"Now, fasten your reamer to the rope," commanded McCauley. "Tie on your other tools. Give me every bit of equipment you've got except your air tanks."
"Y-yes, sir," said Sammy's voice in the helmet phones.
Spinning as they were, the universe of stars and sun and the vast, unfamiliar, brilliantly lighted object which was Earth seemed to be engaged in a monstrous saraband. Now Sammy was a glaringly bright object with full, blazing sunshine hitting his space suit. Again he was lighted from the side with the brightness of Earth behind him, racing past his body with all its features blurred. Yet again the stars seemed not points of light but streaks, and there were moments when the sun itself was a flashing band of intolerable brightness. But somehow this vast and silent motion of the cosmos seemed unreal. It was like a hallucination. It was like a nightmare in which absolutely nothing was true; in which there was no actual sun or Earth or stars, because in reality those things did not swing in lunatic sweeps around anybody, anywhere.

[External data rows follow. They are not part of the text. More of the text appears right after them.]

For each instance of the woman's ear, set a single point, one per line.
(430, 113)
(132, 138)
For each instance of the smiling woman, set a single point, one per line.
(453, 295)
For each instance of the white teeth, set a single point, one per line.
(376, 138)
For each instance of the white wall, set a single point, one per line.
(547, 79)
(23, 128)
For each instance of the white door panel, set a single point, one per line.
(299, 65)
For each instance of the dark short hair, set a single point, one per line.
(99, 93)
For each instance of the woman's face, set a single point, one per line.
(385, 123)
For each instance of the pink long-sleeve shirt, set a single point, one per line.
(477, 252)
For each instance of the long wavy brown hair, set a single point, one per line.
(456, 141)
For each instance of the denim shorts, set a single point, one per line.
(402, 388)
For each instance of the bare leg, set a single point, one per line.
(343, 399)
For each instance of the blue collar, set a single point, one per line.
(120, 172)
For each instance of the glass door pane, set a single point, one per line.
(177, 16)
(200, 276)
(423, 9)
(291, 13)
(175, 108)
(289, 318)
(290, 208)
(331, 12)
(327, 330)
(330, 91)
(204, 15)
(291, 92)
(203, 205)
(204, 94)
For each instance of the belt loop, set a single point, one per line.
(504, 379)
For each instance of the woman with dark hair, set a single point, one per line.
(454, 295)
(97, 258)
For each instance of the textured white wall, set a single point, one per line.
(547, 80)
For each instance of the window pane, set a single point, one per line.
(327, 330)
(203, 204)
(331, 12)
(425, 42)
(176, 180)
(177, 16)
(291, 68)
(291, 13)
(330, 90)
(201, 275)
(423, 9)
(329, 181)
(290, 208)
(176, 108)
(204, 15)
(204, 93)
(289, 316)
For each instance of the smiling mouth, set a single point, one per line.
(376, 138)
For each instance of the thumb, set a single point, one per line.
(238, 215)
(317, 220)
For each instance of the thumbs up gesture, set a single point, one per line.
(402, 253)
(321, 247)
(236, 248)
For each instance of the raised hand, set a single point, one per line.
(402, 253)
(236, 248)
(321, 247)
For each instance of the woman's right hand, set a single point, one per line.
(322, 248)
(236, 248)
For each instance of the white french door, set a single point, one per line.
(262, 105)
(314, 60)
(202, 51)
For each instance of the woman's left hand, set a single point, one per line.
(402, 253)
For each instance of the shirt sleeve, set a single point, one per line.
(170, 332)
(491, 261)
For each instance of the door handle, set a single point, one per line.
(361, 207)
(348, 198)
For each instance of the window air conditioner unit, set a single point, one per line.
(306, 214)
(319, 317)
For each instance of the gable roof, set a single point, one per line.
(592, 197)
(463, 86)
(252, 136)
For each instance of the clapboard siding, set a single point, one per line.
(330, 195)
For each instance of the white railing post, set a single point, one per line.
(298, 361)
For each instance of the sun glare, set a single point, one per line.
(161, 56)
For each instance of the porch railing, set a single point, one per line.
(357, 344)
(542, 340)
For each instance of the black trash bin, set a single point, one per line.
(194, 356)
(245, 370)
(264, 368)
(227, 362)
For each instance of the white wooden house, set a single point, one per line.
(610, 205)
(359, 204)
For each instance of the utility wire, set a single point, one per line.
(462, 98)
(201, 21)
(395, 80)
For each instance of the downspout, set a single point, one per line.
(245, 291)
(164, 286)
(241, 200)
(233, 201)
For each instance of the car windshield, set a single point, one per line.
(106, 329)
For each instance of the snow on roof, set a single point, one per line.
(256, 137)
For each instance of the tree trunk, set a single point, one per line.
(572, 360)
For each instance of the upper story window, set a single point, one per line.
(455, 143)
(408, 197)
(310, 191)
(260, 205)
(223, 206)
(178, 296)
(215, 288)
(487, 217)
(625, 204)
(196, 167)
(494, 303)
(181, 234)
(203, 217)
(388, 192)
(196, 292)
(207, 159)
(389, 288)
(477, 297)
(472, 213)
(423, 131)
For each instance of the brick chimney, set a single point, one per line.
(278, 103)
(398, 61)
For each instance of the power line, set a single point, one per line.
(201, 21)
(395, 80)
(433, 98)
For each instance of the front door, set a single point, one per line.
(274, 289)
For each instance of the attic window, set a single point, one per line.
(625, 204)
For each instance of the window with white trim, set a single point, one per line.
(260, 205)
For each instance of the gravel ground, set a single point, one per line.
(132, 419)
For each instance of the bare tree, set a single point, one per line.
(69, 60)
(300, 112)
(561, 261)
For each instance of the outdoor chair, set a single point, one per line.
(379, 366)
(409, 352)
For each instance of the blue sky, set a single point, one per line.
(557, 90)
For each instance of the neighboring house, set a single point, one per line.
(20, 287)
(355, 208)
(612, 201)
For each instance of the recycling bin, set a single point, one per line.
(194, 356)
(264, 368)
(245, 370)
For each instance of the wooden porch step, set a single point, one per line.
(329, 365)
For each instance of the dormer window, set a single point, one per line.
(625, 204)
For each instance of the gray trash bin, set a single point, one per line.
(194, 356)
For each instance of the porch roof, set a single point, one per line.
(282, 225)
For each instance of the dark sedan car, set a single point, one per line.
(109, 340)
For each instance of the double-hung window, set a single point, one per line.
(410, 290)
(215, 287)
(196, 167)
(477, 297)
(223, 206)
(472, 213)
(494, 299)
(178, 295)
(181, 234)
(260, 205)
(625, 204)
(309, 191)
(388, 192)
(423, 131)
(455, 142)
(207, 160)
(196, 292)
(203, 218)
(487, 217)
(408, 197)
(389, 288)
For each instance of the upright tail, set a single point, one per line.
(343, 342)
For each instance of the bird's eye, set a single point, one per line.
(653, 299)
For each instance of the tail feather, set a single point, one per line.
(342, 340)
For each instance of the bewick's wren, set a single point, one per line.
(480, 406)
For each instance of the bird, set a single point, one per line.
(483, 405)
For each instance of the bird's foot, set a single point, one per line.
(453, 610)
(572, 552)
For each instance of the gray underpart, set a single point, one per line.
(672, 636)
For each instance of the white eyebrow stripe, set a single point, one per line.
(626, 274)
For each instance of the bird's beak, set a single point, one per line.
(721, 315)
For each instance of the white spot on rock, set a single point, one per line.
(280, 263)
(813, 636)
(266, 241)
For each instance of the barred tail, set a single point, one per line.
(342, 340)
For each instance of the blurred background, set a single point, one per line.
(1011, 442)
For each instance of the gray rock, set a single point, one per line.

While the younger man blindly obeyed McCauley, they continued to drift away toward infinity. Curiously enough, the centrifugal force caused by their spinning gave McCauley the only sensation of weight that he'd had since his arrival at the orbit of the Platform.
Randy's voice came in McCauley's headphones.
"Ed! My God!"
His tone was anguished and hopeless.
"Randy," said McCauley in clipped tones. "You can be useful. When we're in line with you, say 'tip.' Say it again. Keep it up."
Almost instantly Randy said, "Tip." Then, "Tip." Then, "Tip" again. Sammy Breen said hoarsely:
"All my equipment, sir, is fastened to your space rope. Everything but my air tanks."